Grenzen oder Freiheit – kann man sich wirklich einfach für eins von beiden entscheiden? Alle Grenzen hinter sich lassen – oder sich hinter hohen Zäunen einigeln?

Ich glaube: Wir sind gerade an einem Punkt, wo wir alle zusammen darüber reden müssen.

 II

Vielleicht kann uns ein Satz aus der Bibel dabei helfen: „Gott schafft deinen Grenzen Frieden“, heißt es da einmal.

Das finde ich einleuchtend: Wenn an den Grenzen Frieden ist, dann kann man zwischen diesen Grenzen sicher und ruhig leben. Keine feindliche Armee kann Krieg und Zerstörung ins Land bringen. Und auch als einzelner Mensch muss ich nicht Angst davor haben, dass andere mir etwas aufzwingen, was ich gar nicht haben will – oder mir sogar Gewalt antun und mich bedrohen. Frieden an den Grenzen macht frei.

Aber ich meine: Frieden an den Grenzen – das ist etwas anderes als waffenstarrender misstrauischer Grenzschutz. So ein Misstrauen kann ich ja auch als einzelner Mensch entwickeln. So ein Misstrauen gegenüber allem, was fremd ist. Aber so wächst kein Frieden. Frieden entsteht, wenn Menschen sich frei bewegen, ohne Angst, ohne Misstrauen.

Die Bibel sagt, dass Gott diesen Frieden schafft. Aber wie tut Gott das? Frieden fällt ja nicht einfach vom Himmel. Gott schaut, wo jemand in Not ist, sagt der biblische Psalm. Er heilt die zerbrochenen Herzen und richtet die Elenden auf. Er kümmert sich darum, dass Menschen und Tiere genug zu essen haben. Nicht einmal die jungen Raben vergisst er!

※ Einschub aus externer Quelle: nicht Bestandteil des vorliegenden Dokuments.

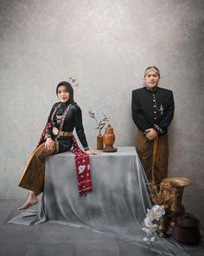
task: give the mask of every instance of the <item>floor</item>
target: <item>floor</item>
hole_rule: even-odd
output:
[[[83,228],[51,222],[33,226],[6,224],[7,220],[17,214],[16,208],[22,202],[22,200],[0,199],[0,256],[157,255],[135,244]],[[204,227],[204,198],[184,197],[183,205]]]

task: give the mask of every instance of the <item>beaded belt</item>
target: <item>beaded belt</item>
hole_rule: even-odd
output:
[[[59,131],[58,136],[72,137],[73,132]]]

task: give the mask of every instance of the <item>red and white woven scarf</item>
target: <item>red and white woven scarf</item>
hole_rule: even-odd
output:
[[[42,131],[38,145],[41,145],[48,129],[52,126],[52,121],[48,122]],[[74,154],[76,175],[78,181],[78,192],[80,195],[86,195],[92,192],[92,179],[88,154],[83,152],[77,144],[75,137],[73,135],[73,153]]]

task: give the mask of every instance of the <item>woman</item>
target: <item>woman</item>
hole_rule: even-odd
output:
[[[71,84],[67,82],[60,82],[56,88],[56,95],[60,102],[53,106],[43,136],[39,142],[40,146],[28,159],[18,184],[19,187],[29,189],[29,198],[19,210],[28,209],[37,204],[37,196],[44,187],[45,158],[71,149],[74,128],[86,153],[95,154],[89,150],[84,134],[81,109],[73,101]]]

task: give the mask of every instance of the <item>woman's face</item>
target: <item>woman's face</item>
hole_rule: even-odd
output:
[[[58,87],[57,96],[61,102],[67,102],[69,100],[69,92],[66,86],[60,85]]]
[[[144,76],[144,82],[150,89],[155,89],[157,87],[157,84],[159,82],[159,75],[157,73],[154,71],[150,71],[147,73],[147,75]]]

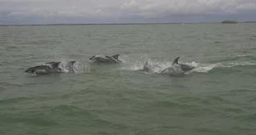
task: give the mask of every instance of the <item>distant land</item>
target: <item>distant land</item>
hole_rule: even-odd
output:
[[[236,20],[222,20],[221,22],[208,23],[50,23],[50,24],[0,24],[4,26],[62,26],[62,25],[147,25],[147,24],[204,24],[204,23],[256,23],[256,21],[237,22]]]
[[[223,20],[220,23],[238,23],[236,20]]]

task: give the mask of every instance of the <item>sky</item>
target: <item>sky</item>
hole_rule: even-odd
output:
[[[0,0],[0,25],[256,21],[256,0]]]

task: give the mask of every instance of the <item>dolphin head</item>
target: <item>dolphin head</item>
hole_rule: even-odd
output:
[[[95,57],[96,57],[96,55],[94,55],[94,56],[91,57],[89,59],[90,59],[90,60],[92,60],[92,59],[94,59]]]
[[[34,68],[29,68],[27,69],[25,73],[34,73],[36,70],[34,69]]]
[[[53,68],[57,68],[59,65],[60,62],[49,62],[45,64],[51,65]]]
[[[45,70],[45,71],[50,71],[51,67],[48,66],[37,66],[31,68],[27,69],[25,73],[34,73],[37,70]]]
[[[69,65],[69,66],[73,66],[73,65],[74,65],[74,63],[76,62],[76,61],[70,61],[70,62],[69,62],[68,63],[67,63],[67,65]]]

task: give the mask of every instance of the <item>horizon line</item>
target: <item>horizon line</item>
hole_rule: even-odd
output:
[[[237,23],[256,23],[256,21],[237,21]],[[137,25],[137,24],[197,24],[197,23],[221,23],[221,22],[197,22],[197,23],[45,23],[45,24],[0,24],[1,27],[5,26],[56,26],[56,25]]]

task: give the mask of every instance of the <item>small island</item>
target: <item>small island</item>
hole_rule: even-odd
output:
[[[220,23],[238,23],[238,22],[235,20],[223,20]]]

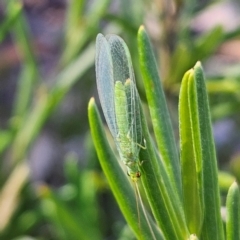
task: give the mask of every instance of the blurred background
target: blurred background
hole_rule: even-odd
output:
[[[209,92],[220,189],[240,180],[240,4],[210,0],[1,0],[0,239],[134,239],[101,172],[87,104],[96,35],[137,53],[144,24],[178,141],[178,94],[200,60]]]

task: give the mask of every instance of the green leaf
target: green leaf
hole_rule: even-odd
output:
[[[227,195],[227,240],[240,239],[240,192],[236,182],[229,188]]]
[[[205,78],[200,62],[193,68],[194,84],[197,91],[197,106],[201,138],[203,167],[204,222],[202,238],[224,239],[220,215],[220,194],[218,188],[217,160],[211,127],[209,102]]]
[[[133,186],[129,182],[130,178],[128,178],[126,173],[123,172],[118,160],[114,156],[107,142],[104,128],[100,120],[94,99],[91,99],[89,102],[88,117],[93,142],[100,164],[125,219],[138,239],[152,239],[152,234],[146,218],[144,217],[142,208],[139,208],[138,212],[136,195],[133,192]],[[148,220],[156,238],[163,239],[161,233],[151,220],[150,216],[148,216]]]
[[[187,239],[189,232],[182,202],[179,200],[159,153],[156,151],[142,109],[141,120],[142,132],[146,141],[146,150],[140,151],[140,159],[143,161],[140,168],[141,180],[153,215],[165,239]]]
[[[202,156],[193,70],[185,73],[181,83],[179,129],[184,211],[190,233],[200,236],[203,222]]]
[[[171,120],[149,37],[143,26],[138,31],[140,67],[153,129],[166,171],[181,198],[181,173]]]

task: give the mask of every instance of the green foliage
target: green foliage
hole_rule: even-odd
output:
[[[84,0],[67,1],[58,42],[59,62],[52,71],[54,75],[42,76],[25,2],[29,1],[5,0],[1,3],[0,43],[10,39],[20,63],[11,113],[6,122],[3,119],[4,128],[0,128],[0,239],[104,239],[106,236],[135,239],[134,235],[139,239],[152,238],[143,210],[141,207],[140,212],[137,210],[134,186],[106,140],[94,100],[89,103],[89,122],[108,183],[93,171],[97,164],[92,139],[87,139],[91,143],[84,158],[88,161],[87,167],[79,170],[76,159],[66,158],[63,186],[57,189],[47,184],[33,186],[29,180],[27,159],[44,125],[56,116],[56,109],[76,84],[83,83],[83,92],[91,92],[90,85],[94,81],[89,83],[86,72],[94,73],[94,41],[100,31],[121,34],[128,42],[140,96],[143,100],[146,96],[150,110],[153,138],[145,105],[141,109],[146,149],[140,151],[143,163],[139,187],[156,238],[196,239],[195,233],[200,239],[224,239],[205,88],[214,120],[236,116],[240,106],[239,66],[221,69],[217,76],[210,74],[207,81],[199,63],[184,75],[179,100],[180,158],[175,125],[170,121],[167,105],[172,106],[183,74],[198,60],[204,64],[222,43],[237,39],[239,29],[226,33],[221,26],[215,26],[203,34],[193,35],[189,19],[199,10],[196,9],[197,1],[173,1],[174,16],[163,6],[154,7],[157,15],[153,17],[152,26],[162,32],[155,34],[153,53],[143,27],[138,32],[136,44],[138,26],[149,21],[146,15],[149,15],[152,1],[139,1],[137,5],[134,0],[120,1],[114,13],[109,0],[95,0],[92,4]],[[2,62],[5,62],[3,57]],[[0,70],[4,75],[4,67]],[[15,74],[15,69],[13,72]],[[142,82],[139,81],[141,76]],[[85,104],[88,101],[84,96],[81,100]],[[175,114],[172,108],[171,111]],[[76,115],[83,115],[83,112],[86,111],[81,109]],[[0,118],[2,120],[2,116]],[[87,119],[81,124],[78,123],[80,127],[86,126]],[[79,133],[78,129],[73,131]],[[229,172],[218,175],[222,200],[235,177],[238,182],[240,180],[239,156],[232,159],[230,169],[234,176]],[[119,220],[118,212],[112,211],[113,202],[108,202],[107,208],[114,217],[108,216],[100,205],[102,195],[111,199],[108,184],[130,228],[121,217]],[[226,207],[226,239],[238,239],[237,183],[229,189]]]
[[[177,156],[166,100],[147,33],[138,33],[140,67],[155,139],[152,140],[141,108],[146,149],[140,151],[142,190],[147,196],[163,239],[225,239],[220,215],[217,161],[212,136],[205,77],[200,62],[186,72],[179,96],[180,161]],[[133,187],[110,149],[94,100],[89,102],[92,138],[109,185],[128,224],[140,239],[149,239],[149,227],[137,224]],[[161,155],[159,155],[158,151]],[[181,170],[180,170],[181,169]],[[231,190],[233,189],[234,190]],[[228,194],[227,232],[236,236],[239,226],[239,188]],[[233,204],[234,203],[234,204]],[[140,208],[141,210],[141,208]],[[236,212],[235,212],[236,211]],[[235,213],[235,217],[233,216]],[[149,219],[151,219],[149,217]],[[152,222],[151,226],[156,229]],[[154,230],[155,233],[155,230]],[[160,239],[160,237],[156,237]]]

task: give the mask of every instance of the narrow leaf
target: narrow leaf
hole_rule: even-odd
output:
[[[203,220],[201,142],[193,81],[193,70],[189,70],[179,97],[180,151],[185,216],[190,233],[199,236]]]
[[[220,193],[218,188],[217,160],[211,128],[209,102],[205,78],[200,62],[194,66],[194,82],[197,89],[198,116],[202,146],[204,222],[202,238],[224,239],[220,215]]]
[[[185,222],[182,202],[174,190],[163,162],[159,158],[150,137],[147,123],[141,110],[142,131],[146,150],[140,152],[142,183],[153,215],[165,239],[187,239],[189,232]]]
[[[240,192],[236,182],[229,188],[227,195],[227,240],[240,239]]]
[[[159,151],[172,185],[181,197],[180,164],[156,60],[143,26],[138,31],[140,66]]]

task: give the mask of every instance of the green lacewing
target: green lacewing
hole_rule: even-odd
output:
[[[142,144],[139,96],[131,56],[126,43],[116,35],[98,34],[96,76],[100,103],[121,160],[133,181],[140,177]]]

Frieden ist also nicht schon dann, wenn keiner mehr angreift. Sondern richtiger Frieden, der ist dann, wenn alle das haben, was sie brauchen. Darum will Gott sich kümmern. Und wir Menschen sind gewissermaßen seine Handlanger. Was können wir dafür tun, Sie und ich? Was können wir dazu beitragen, dass dieser Friede kommt – und dass er bleibt?

Ich möchte versuchen, mehr auf die Grenzen der anderen zu achten. Das sind unsichtbare Grenzen. Aber man kann sie spüren.

Grenzenlose Freiheit – die gibt es nur über den Wolken. Hier unten auf der Erde müssen wir mit den Nachbarn zurechtkommen. Aber Nachbarn, das sind heute bald alle Menschen auf der Welt. Die Entfernungen sind klein geworden. Wir haben miteinander zu tun. Plötzlich auch mit Leuten, die ich nicht verstehe. Die mir fremd sind. Im Urlaub ist das interessant. Zuhause ist es einfach nur fremd.

Aber das ist für die Fremden unter uns ja genauso! Die sind genauso verunsichert, fühlen sich einfach nur fremd. Doch ich habe erlebt: Wenn wir miteinander ins Gespräch kommen, dann entdecken wir Gemeinsames. Schon ein freundlicher Gruß, ein paar nette Worte reichen. Dann bleiben immer noch Grenzen. Aber an denen ist Frieden.